如何在 PHP 中使用 RegexIterator

2022-01-10 00:00:00 regex iterator php spl

我还没有找到一个很好的例子来说明如何使用 php RegexIterator 递归遍历一个目录.

I have yet to find a good example of how to use the php RegexIterator to recursively traverse a directory.

最终结果是我想指定一个目录并在其中查找所有具有某些给定扩展名的文件.例如,仅说 html/php 扩展.此外,我想过滤掉 .Trash-0、.Trash-500 等类型的文件夹.

The end result would be I want to specify a directory and find all files in it with some given extensions. Say for example only html/php extensions. Furthermore, I want to filter out folders such of the type .Trash-0, .Trash-500 etc.

<?php 
$Directory = new RecursiveDirectoryIterator("/var/www/dev/");
$It = new RecursiveIteratorIterator($Directory);
$Regex = new RegexIterator($It,'/^.+.php$/i',RecursiveRegexIterator::GET_MATCH);

foreach($Regex as $v){
    echo $value."<br/>";
}
?>

到目前为止,我所拥有的结果是:致命错误:未捕获的异常UnexpectedValueException",消息为RecursiveDirectoryIterator::__construct(/media/hdmovies1/.Trash-0)"

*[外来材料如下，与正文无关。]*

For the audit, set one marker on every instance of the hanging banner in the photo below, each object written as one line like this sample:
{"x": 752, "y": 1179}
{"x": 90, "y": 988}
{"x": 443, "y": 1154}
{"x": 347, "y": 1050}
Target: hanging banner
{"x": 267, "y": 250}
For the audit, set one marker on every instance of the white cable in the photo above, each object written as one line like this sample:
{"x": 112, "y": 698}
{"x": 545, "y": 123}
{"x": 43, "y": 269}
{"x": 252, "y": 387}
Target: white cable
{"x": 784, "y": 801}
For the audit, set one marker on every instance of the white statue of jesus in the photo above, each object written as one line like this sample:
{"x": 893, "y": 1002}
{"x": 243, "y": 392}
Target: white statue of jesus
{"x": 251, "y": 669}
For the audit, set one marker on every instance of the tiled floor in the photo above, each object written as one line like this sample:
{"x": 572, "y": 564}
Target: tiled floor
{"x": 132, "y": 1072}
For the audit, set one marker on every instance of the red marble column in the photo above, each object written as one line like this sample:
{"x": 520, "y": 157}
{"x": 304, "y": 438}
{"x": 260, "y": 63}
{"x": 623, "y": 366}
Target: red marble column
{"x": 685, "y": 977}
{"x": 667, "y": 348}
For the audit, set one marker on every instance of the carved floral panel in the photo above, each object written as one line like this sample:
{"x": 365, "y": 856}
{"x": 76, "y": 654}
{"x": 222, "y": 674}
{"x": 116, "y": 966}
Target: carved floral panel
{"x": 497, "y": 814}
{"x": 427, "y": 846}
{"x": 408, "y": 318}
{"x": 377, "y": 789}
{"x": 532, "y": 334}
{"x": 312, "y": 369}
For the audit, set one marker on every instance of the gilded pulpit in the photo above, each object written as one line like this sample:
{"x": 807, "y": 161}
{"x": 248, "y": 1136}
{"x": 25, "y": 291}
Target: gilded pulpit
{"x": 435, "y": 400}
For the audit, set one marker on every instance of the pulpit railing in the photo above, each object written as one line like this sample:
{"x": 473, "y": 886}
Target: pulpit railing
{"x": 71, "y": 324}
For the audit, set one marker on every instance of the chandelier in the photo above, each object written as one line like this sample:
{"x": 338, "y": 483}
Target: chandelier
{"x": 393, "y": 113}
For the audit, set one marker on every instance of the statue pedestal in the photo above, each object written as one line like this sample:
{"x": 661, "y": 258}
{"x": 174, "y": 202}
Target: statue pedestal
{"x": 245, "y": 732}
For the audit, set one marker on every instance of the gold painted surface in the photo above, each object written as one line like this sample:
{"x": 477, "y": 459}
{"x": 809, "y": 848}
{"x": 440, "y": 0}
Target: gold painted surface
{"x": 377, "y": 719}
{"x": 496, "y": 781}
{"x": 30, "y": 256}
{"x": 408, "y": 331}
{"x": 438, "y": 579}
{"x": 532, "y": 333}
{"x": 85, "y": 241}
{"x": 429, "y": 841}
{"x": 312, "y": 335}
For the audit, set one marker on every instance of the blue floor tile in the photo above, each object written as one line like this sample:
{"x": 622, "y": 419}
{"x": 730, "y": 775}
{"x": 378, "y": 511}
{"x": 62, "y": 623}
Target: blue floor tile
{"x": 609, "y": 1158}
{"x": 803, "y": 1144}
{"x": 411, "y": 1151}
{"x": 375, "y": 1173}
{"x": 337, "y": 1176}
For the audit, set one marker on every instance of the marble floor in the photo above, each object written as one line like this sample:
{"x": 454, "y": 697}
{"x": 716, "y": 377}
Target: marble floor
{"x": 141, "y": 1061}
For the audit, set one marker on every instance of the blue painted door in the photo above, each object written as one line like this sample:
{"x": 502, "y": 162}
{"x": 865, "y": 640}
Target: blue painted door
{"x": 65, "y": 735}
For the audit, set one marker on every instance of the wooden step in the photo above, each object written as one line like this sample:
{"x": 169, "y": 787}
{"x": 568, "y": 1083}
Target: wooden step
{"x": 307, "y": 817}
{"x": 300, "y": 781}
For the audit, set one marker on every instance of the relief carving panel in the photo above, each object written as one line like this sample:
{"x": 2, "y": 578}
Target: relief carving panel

Is what I have so far but result in : Fatal error: Uncaught exception 'UnexpectedValueException' with message 'RecursiveDirectoryIterator::__construct(/media/hdmovies1/.Trash-0)

有什么建议吗?

推荐答案

这样的事情有几种不同的方法,我将提供两种快速方法供您选择:快速和肮脏,与更长并且不那么脏(不过,这是星期五晚上,所以我们可以有点疯狂).

There are a couple of different ways of going about something like this, I'll give two quick approaches for you to choose from: quick and dirty, versus longer and less dirty (though, it's a Friday night so we're allowed to go a little bit crazy).

1.快速(又脏)

这涉及只需编写一个正则表达式(可以拆分为多个),以便快速过滤文件集合.

This involves just writing a regular expression (could be split into multiple) to use to filter the collection of files in one quick swoop.

(只有两行注释对这个概念非常重要.)

$directory = new RecursiveDirectoryIterator(__DIR__);
$flattened = new RecursiveIteratorIterator($directory);

// Make sure the path does not contain "/.Trash*" folders and ends eith a .php or .html file
$files = new RegexIterator($flattened, '#^(?:[A-Z]:)?(?:/(?!.Trash)[^/]+)+/[^/]+.(?:php|html)$#Di');

foreach($files as $file) {
    echo $file . PHP_EOL;
}

这种方法存在许多问题,尽管它可以快速实现为单行(尽管正则表达式可能很难破译).

This approach has a number of issues, though it is quick to implement being just a one-liner (though the regex might be a pain to decipher).

<强>2.不那么快(而且不那么脏)

一种更可重用的方法是创建几个定制过滤器(使用正则表达式,或任何你喜欢的!)以将初始 RecursiveDirectoryIterator 中的可用项目列表缩减到只有那些你要的那个.以下只是为您快速编写的一个示例,用于扩展 RecursiveRegexIterator.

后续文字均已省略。